The primary endpoint at 1 year was higher among patients assigned magnesium-based bioresorbable scaffolds vs. those assigned SES (56.5% vs. 33.8%; P = .01). In contrast, patients in the SES group had significantly lower in-stent (0.06 mm vs. 0.61 mm; difference = –0.55; 95% CI, –0.69 to –0.41) and in-segment late lumen loss (0.02 mm vs. 0.39 mm; difference = –0.37; 95% CI, –0.5 to –0.24) compared with patients assigned magnesium-based bioresorbable scaffolds.

The magnesium-based bioresorbable scaffold arm had a higher rate of the device-oriented composite endpoint vs. the SES arm, which was driven by an increased rate of ischemia-driven TLR (16.2% vs. 5.2%: P = .03). The magnesium-based bioresorbable scaffold and SES groups had similar rates of definite thrombosis (1.4% vs. 2.6%, respectively; difference = 1.2; 95% CI, –3.2 to 5.7).

Patients assigned magnesium-based bioresorbable scaffolds had a more pronounced vasoconstrictive response to a maximum dose of acetylcholine compared with those assigned SES (–8.3% vs. –2.4%; P = .003).
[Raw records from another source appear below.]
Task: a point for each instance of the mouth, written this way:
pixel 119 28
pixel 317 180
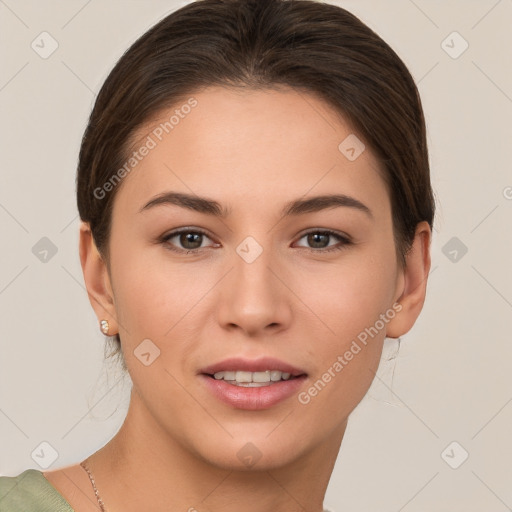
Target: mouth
pixel 253 379
pixel 252 384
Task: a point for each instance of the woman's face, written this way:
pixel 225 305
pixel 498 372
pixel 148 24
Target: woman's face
pixel 257 282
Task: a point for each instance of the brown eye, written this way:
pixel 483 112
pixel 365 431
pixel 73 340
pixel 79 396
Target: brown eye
pixel 318 241
pixel 186 240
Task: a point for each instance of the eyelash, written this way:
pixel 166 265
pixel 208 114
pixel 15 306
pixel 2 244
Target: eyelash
pixel 345 241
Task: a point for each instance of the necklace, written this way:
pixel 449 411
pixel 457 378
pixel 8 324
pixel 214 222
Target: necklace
pixel 91 478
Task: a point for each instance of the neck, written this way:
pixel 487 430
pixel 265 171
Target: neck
pixel 156 472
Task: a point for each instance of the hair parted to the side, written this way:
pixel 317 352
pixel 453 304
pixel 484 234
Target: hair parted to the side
pixel 308 45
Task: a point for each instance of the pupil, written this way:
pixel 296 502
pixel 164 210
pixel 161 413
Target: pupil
pixel 313 238
pixel 189 237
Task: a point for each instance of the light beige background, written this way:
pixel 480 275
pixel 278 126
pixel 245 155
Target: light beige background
pixel 452 378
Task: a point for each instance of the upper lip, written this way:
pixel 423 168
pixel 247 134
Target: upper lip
pixel 252 365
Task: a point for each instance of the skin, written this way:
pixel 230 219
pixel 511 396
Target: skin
pixel 252 151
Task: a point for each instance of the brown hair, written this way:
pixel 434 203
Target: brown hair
pixel 307 45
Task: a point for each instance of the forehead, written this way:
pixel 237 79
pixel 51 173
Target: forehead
pixel 259 145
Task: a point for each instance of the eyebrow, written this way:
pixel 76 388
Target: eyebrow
pixel 296 207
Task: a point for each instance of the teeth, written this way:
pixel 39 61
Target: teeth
pixel 243 377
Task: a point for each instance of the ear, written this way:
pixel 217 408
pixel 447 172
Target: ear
pixel 97 280
pixel 412 283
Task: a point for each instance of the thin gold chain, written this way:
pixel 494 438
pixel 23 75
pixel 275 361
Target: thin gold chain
pixel 91 478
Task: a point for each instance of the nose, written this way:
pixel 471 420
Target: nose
pixel 255 297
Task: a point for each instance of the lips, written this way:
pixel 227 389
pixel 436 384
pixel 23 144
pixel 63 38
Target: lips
pixel 257 365
pixel 253 396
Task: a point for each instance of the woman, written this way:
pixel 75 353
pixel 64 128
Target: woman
pixel 256 211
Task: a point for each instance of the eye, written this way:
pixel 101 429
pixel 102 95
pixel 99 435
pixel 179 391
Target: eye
pixel 190 240
pixel 319 238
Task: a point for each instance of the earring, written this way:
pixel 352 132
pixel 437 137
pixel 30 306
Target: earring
pixel 104 327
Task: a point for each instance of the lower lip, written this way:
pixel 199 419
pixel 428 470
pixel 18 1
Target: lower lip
pixel 253 399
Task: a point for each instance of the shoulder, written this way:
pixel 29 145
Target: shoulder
pixel 30 492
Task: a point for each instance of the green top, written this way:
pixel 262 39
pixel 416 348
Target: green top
pixel 30 492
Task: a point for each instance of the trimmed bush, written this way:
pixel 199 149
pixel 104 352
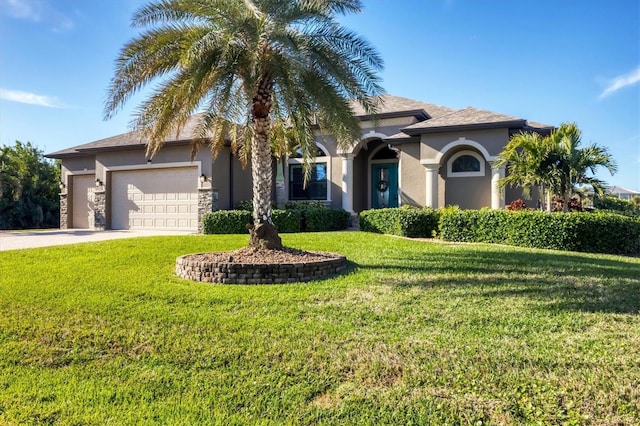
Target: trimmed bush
pixel 404 221
pixel 287 220
pixel 617 205
pixel 226 222
pixel 310 220
pixel 586 232
pixel 305 205
pixel 324 219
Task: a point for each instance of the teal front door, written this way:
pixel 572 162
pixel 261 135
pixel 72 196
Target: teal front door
pixel 384 185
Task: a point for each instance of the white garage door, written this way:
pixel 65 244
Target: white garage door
pixel 82 201
pixel 155 199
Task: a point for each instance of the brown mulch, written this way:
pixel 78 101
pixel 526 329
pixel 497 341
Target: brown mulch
pixel 264 256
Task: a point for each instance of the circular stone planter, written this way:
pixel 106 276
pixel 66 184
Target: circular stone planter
pixel 194 267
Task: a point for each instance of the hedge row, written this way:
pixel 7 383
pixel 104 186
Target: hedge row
pixel 286 221
pixel 404 221
pixel 585 232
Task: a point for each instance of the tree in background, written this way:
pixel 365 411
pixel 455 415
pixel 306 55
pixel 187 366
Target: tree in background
pixel 555 163
pixel 524 158
pixel 248 64
pixel 28 188
pixel 573 165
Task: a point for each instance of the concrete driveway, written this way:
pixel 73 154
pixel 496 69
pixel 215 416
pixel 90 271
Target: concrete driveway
pixel 14 240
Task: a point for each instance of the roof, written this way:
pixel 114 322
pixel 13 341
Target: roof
pixel 465 118
pixel 431 118
pixel 126 141
pixel 391 105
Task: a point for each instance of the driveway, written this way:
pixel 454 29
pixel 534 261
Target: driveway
pixel 14 240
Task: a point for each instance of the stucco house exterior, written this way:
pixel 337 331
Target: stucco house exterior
pixel 623 193
pixel 410 153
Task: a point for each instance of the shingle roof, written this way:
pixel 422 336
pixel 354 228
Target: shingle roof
pixel 432 118
pixel 390 104
pixel 126 140
pixel 467 117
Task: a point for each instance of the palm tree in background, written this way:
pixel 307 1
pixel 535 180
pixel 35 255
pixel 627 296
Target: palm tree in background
pixel 554 163
pixel 573 164
pixel 234 60
pixel 526 158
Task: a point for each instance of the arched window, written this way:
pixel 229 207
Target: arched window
pixel 317 187
pixel 465 164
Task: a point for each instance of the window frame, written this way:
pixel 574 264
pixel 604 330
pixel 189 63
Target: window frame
pixel 454 157
pixel 326 159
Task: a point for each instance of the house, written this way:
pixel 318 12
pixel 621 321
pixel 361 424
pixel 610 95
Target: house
pixel 410 153
pixel 623 193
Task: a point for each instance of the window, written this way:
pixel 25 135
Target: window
pixel 317 187
pixel 465 164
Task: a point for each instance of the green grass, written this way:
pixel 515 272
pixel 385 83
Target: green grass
pixel 415 332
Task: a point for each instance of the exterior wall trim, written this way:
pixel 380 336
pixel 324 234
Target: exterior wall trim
pixel 459 142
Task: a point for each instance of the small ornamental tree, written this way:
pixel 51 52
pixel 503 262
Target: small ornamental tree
pixel 28 188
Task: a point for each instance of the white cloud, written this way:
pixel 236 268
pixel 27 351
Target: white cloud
pixel 621 82
pixel 38 11
pixel 30 98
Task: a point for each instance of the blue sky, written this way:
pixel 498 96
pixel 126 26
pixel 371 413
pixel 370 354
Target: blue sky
pixel 549 61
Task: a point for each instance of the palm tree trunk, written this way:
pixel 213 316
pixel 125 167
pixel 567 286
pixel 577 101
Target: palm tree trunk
pixel 263 231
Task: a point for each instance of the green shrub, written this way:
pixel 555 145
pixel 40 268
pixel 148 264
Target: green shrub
pixel 305 205
pixel 287 221
pixel 615 204
pixel 248 205
pixel 226 222
pixel 324 219
pixel 586 232
pixel 403 221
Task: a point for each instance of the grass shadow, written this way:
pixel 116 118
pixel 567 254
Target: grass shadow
pixel 560 281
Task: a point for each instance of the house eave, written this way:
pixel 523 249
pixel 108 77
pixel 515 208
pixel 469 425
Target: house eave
pixel 459 127
pixel 419 114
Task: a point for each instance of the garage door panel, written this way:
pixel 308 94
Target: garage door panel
pixel 155 199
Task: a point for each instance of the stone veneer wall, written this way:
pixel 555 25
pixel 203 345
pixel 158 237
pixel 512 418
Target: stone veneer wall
pixel 100 209
pixel 207 202
pixel 64 213
pixel 248 273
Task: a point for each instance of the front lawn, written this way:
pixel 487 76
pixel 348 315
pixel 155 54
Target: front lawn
pixel 416 332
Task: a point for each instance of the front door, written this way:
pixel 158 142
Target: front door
pixel 384 185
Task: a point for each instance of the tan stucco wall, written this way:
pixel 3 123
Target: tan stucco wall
pixel 412 175
pixel 136 158
pixel 467 192
pixel 493 140
pixel 77 164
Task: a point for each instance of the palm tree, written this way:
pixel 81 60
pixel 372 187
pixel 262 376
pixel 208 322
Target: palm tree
pixel 524 157
pixel 234 60
pixel 572 163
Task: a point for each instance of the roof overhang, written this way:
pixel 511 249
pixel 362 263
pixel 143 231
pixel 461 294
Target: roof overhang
pixel 457 127
pixel 419 114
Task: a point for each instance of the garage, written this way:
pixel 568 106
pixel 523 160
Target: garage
pixel 164 198
pixel 82 201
“Current magnesium-based bioresorbable scaffold generation was associated with a lower angiographic efficacy (ie, higher late lumen loss), higher rate of target lesion revascularization, without safety concerns in this thrombogenic setting,” Sabaté and colleagues wrote. “Further iterations of the device with longer scaffolding time and higher radial force may help to resolve this drawback.” – by Darlene Dobkowski

References:

Sabate M. High-Impact Clinical Research II: High-Risk Disease and Novel Therapies. Presented at: TCT Scientific Symposium; Sept. 25-29, 2019; San Francisco.

Sabate M, et al. Circulation. 2019;doi:10.1161/CIRCULATIONAHA.119.043467.

Disclosures: The trial was funded by the Spanish Heart Foundation. Sabaté reports he is a consultant for Abbott Vascular and iVascular. Please see the study for all other authors’ relevant financial disclosures.